Emergent specialization from participation dynamics and multi-learner retraining






Published 4/30/2024 by Sarah Dean, Mihaela Curmei, Lillian J. Ratliff, Jamie Morgenstern, Maryam Fazel



Numerous online services are data-driven: the behavior of users affects the system's parameters, and the system's parameters affect the users' experience of the service, which in turn affects the way users may interact with the system. For example, people may choose to use a service only for tasks that already works well, or they may choose to switch to a different service. These adaptations influence the ability of a system to learn about a population of users and tasks in order to improve its performance broadly. In this work, we analyze a class of such dynamics -- where users allocate their participation amongst services to reduce the individual risk they experience, and services update their model parameters to reduce the service's risk on their current user population. We refer to these dynamics as emph{risk-reducing}, which cover a broad class of common model updates including gradient descent and multiplicative weights. For this general class of dynamics, we show that asymptotically stable equilibria are always segmented, with sub-populations allocated to a single learner. Under mild assumptions, the utilitarian social optimum is a stable equilibrium. In contrast to previous work, which shows that repeated risk minimization can result in (Hashimoto et al., 2018; Miller et al., 2021), we find that repeated myopic updates with multiple learners lead to better outcomes. We illustrate the phenomena via a simulated example initialized from real data.

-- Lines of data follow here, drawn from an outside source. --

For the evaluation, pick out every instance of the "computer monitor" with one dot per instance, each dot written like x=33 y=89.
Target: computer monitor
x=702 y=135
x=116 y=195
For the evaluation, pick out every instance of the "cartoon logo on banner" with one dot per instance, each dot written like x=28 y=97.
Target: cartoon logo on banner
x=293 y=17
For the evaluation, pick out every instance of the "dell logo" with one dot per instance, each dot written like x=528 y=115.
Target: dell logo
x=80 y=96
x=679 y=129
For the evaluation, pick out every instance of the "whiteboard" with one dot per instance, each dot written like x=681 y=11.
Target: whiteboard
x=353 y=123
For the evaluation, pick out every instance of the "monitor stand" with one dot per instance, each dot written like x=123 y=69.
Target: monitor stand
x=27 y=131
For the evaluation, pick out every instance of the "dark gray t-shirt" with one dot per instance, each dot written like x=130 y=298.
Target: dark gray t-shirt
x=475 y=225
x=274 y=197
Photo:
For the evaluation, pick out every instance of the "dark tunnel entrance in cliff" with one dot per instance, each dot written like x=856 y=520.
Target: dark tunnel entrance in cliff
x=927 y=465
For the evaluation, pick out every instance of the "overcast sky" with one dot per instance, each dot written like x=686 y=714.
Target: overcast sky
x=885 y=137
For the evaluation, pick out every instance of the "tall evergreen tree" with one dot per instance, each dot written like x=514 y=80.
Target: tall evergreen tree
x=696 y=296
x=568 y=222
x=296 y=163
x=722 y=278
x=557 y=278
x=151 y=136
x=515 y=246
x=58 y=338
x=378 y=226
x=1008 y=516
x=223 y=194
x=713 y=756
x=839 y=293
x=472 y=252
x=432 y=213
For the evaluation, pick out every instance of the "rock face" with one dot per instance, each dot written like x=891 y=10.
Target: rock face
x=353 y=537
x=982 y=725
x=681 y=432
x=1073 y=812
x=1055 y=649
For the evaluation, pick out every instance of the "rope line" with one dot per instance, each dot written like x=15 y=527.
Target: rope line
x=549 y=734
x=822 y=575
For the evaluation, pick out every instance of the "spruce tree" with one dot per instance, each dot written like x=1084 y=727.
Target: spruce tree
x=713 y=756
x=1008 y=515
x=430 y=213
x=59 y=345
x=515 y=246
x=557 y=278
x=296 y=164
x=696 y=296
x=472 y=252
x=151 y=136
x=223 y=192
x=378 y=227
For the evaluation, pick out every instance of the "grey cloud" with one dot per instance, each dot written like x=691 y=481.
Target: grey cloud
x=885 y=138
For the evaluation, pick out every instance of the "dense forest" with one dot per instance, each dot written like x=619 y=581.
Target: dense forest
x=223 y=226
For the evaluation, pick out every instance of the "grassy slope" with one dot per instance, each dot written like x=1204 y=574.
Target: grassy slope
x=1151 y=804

Create account to get full access


If you already have an account, we'll log you in


  • The paper analyzes a class of dynamics where users allocate their participation across different online services to reduce their individual risk, and the services update their model parameters to reduce the overall risk on their current user population.
  • The authors refer to these dynamics as "risk-reducing", which cover a broad class of common model updates including gradient descent and multiplicative weights.
  • The paper shows that asymptotically stable equilibria are always segmented, with sub-populations allocated to a single service. Under mild assumptions, the utilitarian social optimum is a stable equilibrium.
  • In contrast to previous work, which shows that repeated risk minimization can result in suboptimal outcomes, the authors find that repeated myopic updates with multiple services lead to better outcomes.

Plain English Explanation

Many online services today rely on data-driven approaches, where the behavior of users affects the system's parameters, and the system's parameters in turn affect the users' experience. This can lead to a complex, adaptive dynamic between the users and the service.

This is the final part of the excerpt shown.